Tuesday, October 31, 2006

Goofball hate


Sean Hannity's old pal Hal Turner has been gradually sinking so deep into the far-right swamp that he's practically vanished. No one takes him seriously, and no one really pays him any attention. His following could meet in a men's bathroom stall. Indeed, they may already.

So in order to keep drawing attention to himself -- which has become pretty much his sole reason for being -- he has to keep pushing the envelope, saying more and more extreme things in the hopes that people will pay attention.

Well, he's finally hit the jackpot with his latest call for assassination [warning: links to hate site] of the "problems" in Congress and on the Supreme Court:
First, let me say that I do not envision a Second American Revolution as being some gallant fight, with tens of thousands of armed citizens facing tens of thousands of US troops on some battlefield. No. Far from it.

In watching the military campaigns of the past 25 years, I have come to admire "surgical strikes." When force is applied in a specific, limited way, the results can be magnificent. Such is my HYPOTHETICAL thinking for our present circumstance.

Suppose, HYPOTHETICALLY just for the sake of argument, that not all of the Congress and Supreme Court need to be removed. The House of Representatives consists of 435 members. The Senate consists of 100 members. But not all of them are "problems."

For the purpose of this HYPOTHETICAL discussion, let's say that only half of the US House and half of the US Senate are "problems" That's a total of 267 "problems" in Congress. Obviously, there are at least three "problems" on the Supreme Court. 267 + 3 = 270 total "problems."

Imagine if you will, teams of 5 committed citizens each, who were fed up with these "problems."

270 x 5 = 1,350 committed citizens needed to resolve these "problems."

Do you think that in America, a nation of 300,000,000 people, there are 1,350 committed citizens willing to put it all on the line to "correct" these "problems" and thus save the nation? I do.

It could be called "patriotic assassination."
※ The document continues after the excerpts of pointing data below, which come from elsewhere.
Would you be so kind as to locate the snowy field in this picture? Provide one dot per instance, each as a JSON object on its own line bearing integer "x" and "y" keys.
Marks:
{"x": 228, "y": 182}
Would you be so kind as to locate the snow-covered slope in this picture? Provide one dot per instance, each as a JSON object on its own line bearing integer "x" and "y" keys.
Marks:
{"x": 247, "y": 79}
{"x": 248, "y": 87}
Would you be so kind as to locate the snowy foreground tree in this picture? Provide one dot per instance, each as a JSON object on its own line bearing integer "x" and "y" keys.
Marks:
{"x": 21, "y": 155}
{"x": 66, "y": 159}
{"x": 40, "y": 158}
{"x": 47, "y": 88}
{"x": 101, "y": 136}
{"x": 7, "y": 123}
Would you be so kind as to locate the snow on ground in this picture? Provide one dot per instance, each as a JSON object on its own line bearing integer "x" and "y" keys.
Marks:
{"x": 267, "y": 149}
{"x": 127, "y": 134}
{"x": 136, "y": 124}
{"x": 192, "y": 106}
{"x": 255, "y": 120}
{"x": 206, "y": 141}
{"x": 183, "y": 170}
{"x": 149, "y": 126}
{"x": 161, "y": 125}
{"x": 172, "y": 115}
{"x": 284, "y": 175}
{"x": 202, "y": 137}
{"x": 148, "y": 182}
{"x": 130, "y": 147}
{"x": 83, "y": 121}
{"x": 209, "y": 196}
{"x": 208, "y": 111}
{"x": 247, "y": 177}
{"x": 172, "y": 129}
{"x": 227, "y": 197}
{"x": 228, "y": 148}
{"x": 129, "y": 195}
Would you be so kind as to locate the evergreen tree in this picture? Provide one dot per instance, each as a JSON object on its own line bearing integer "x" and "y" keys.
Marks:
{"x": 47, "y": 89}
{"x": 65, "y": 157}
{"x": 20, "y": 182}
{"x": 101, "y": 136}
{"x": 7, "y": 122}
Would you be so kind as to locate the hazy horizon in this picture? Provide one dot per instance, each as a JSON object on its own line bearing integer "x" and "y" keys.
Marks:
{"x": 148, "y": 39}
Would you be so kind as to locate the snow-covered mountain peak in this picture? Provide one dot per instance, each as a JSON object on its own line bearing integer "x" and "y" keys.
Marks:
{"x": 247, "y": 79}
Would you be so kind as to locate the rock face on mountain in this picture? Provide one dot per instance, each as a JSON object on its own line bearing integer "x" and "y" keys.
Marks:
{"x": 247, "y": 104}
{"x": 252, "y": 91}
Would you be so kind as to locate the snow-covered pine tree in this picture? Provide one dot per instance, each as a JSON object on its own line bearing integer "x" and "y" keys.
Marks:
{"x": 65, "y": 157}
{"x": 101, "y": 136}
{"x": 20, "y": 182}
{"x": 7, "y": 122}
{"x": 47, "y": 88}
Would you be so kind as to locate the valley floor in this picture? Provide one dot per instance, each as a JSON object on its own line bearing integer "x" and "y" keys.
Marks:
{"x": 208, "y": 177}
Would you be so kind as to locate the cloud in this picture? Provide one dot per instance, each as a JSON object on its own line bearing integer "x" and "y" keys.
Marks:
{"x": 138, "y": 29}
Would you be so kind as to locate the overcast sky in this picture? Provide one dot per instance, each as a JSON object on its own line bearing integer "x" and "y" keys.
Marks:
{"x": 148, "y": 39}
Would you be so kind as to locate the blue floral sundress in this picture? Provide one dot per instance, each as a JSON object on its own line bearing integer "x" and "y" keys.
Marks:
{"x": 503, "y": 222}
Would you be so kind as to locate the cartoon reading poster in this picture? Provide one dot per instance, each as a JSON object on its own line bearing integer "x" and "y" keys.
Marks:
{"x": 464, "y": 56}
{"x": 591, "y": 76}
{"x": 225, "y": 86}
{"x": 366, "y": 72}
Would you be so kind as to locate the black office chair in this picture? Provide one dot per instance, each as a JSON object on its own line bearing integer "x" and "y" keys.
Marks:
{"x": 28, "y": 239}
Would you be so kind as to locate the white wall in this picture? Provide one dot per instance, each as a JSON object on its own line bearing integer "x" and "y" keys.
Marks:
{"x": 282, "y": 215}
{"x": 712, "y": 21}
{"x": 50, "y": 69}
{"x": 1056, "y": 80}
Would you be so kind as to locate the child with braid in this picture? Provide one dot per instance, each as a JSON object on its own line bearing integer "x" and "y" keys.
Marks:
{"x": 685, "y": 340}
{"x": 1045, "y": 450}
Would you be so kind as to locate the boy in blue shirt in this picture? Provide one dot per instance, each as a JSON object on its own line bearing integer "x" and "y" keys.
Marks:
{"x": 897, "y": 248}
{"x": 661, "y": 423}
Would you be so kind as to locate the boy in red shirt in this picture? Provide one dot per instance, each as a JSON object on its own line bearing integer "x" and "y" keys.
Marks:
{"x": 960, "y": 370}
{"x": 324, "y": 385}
It seems to me that a HYPOTHETICAL operation using teams of five men assigned to each "problem," could gather information on the assigned persons. It is easy to find out things like daily schedules, public appearances, travel routes to and from work, etc.. Once the data was collected and analyzed a time and date could be set for "solving" these "problems."

Who are these "problems"? Hard to say, exactly; in some cases they're clearly liberals (especially the three "problems" on the Supreme Court) but in others they are Republicans who've failed to fall far enough to the right. If you read the input from his commenters, most of them clearly favor assassinating Democrats before Republicans, though the latter are hardly exempt. Reading Turner's own diatribes, I'd wager that any Jew or black in Congress would be on the list as well.

So far he's been getting all the attention he could ask for: Drudge has given him a link. WorldNetDaily has written him up. And according to his Web site, a major radio talk show is going to feature him today to talk about his plan.

Turner has become so extreme that even other extremists like to point to him as proof of their own relative moderation -- which is how WND and Drudge have handled him.

The reality is that Turner's influence is so tiny, and the likelihood of any of his followers actually carrying out his plan so remote, that in an ideal world we'd just be able to scoff this off as the pathetic warblings of an increasingly desperate attention-monger.

After all, he tried doing more or less the same thing last year when he began targeting judges with whom he disagreed, using the murders of Judge Lefkow's family in Chicago as a springboard. But there were no further murders, no further threats. Turner's influence was nonexistent.

He's continued making threats along these lines, posting home-address and personal-finance information for one of his sharpest critics [warning: hate-site links] as well as for an offending commenter from Alaska. Meanwhile, of course, he's been dispensing anonymously authored advice for "Lone Wolves".

It is this latter phenomenon, really, that is the source of any immediate concern about Turner's threat. The kind of people who would join Turner's organization or comment on his Web site are mostly loudmouthed lardasses incapable of any such action. But inevitably, hanging on the fringes of these kinds of figures, there are followers -- mentally unstable, more often than not -- who may just decide to act out this kind of hatred.

Certainly, we saw this in action a few months ago in Seattle when an anti-Semitic hater shot up the Jewish Federation building downtown. Indeed, there's a whole gallery's worth of these kinds of figures coming out of the right.

The chief concern with threatening rhetoric like Turner's is that he's going to convince some mentally unstable listener out there to go off his meds and start taking out Supreme Court justices.

And the larger concern, really, is how talk like this simply adds to the hate quotient floating about in our public discourse -- of which there is already plenty. All of those right-wing outlets eager to decry Turner's hatemongering ought to take a look in their own rhetorical back yards as well.

Meanwhile, where's Michelle "Unhinged" Malkin when you need her? Oh, nevermind; she's too busy getting all worked up about John Kerry.